How stable are Your Finances?

For any individual specifically for the sole breadwinner of a family, managing and controlling your finances to make it stable can be very difficult. This is especially true if you only have minimal savings plus relying only on a fixed income each month. But no matter how difficult it can be, it has to be done and the only way to do it is proper management and knowhow on balancing your monthly income against your expenses. If you look at it, this is simple enough. You don’t have to be a genius to know that proper management of your money is to make sure that you don’t spend more than what you earn. If your expenses exceed what you make in a month, then you are really in big trouble and may end up borrowing money from various personal loan lenders or maxing out your credit card  which will surely put you in the poorhouse. Here are some tips that you may find helpful in managing your finances.


Proper Management of your Money


Budget is the key. Proper balancing of what you make and spend is the best and only way to make sure you will be financially afloat. If possible, aim for at least having 10 to 20% of your income placed in savings. This may look hard but very doable. Most people actually can save a lot if only they are able to control the urge to buy impulsively. Yes, this is one of the major causes of why people are not able to save. People are basically vain and this is the reason why they go on shopping sprees. If you can take this out of the equation, it is a sure thing that you will be able to save. Second, make sure you focus more on the necessities (such as utilities, education, & insurance) instead of luxuries. For instance, if you have an old car but still working and serving its purpose, why buy a new one? The point here is you can always postpone purchasing luxurious items until such time you have enough surplus to do so.

Which is the Better Choice: Credit Card Advance or Payday Loan?

Sooner or later everyone will experience some kind of financial emergencies at least once. This is the reason why borrowing money has now become a necessity to individuals. This is especially true to workers whose income may just be enough to cover their day to day expenses. For these types of individuals, there is a limit to where they can access a loan and it is usually their credit card or the popular payday lenders. Taking a personal loan against a credit card or to apply for a PAYDAY LOAN has its positive and negative side. The following may help you analyze where to turn to.
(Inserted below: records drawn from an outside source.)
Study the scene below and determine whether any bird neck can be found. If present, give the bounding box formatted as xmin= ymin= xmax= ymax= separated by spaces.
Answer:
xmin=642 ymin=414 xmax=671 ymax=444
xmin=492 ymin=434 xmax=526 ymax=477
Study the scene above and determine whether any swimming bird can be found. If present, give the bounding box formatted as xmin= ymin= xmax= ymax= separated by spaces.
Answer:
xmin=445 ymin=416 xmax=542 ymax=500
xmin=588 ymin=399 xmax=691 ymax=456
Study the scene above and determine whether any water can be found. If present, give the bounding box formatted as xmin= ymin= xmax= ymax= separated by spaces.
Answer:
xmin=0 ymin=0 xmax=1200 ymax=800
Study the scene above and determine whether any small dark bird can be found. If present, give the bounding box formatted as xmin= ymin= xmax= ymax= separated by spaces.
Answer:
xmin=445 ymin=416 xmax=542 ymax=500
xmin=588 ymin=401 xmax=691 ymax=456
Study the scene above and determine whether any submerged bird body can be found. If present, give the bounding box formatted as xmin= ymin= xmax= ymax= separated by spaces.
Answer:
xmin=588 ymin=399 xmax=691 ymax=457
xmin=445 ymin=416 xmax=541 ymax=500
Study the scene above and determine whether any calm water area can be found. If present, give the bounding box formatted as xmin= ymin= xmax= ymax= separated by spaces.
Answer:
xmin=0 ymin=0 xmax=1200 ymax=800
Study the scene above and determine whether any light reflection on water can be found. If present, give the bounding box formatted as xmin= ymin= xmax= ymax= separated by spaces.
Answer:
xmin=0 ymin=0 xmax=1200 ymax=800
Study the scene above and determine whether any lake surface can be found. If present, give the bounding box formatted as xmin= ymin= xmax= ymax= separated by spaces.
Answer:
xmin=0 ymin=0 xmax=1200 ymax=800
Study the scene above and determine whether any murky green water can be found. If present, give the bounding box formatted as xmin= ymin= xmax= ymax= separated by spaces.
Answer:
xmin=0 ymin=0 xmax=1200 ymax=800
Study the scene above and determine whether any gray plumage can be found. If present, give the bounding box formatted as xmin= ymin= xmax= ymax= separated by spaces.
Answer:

Cash Advance Loan A.K.A. Payday Loan


Cash advance loan known also known as payday loan is a type of credit and are normally easily accessed by individuals who has regular fix income. Payday lenders are commonly available both in the street and online. This therefore makes it easy for cash strapped individuals to gain access to them.  The main working of a payday loan is for the lender to lend the money to borrower until the latter’s next payday. Payday loan is usually short term and does not normally go beyond a month. The reason for this is because salaries are usually given at middle and at the end of the month so short term money lenders expects to be paid at the time the borrower receives his salary. Some lenders would prefer a post dated check which could be immediately deposited at the loan’s maturity date. The only requirement for payday loan sg is the borrower’s proof of income.


Credit Card Advance


Credit card advance is totally different. There is neither processing nor documentations to submit. The Borrower already has the credit card so all he has to do is swipe it (with the assumption that he has a credit card) and the loan come out of the ATM. Cash advance from Credit card can cost more considering that cash loan provided by the same carries a very high interest. Aside from this, it can tremendously increase the cards balance thereby raising the finance charges that it will incur.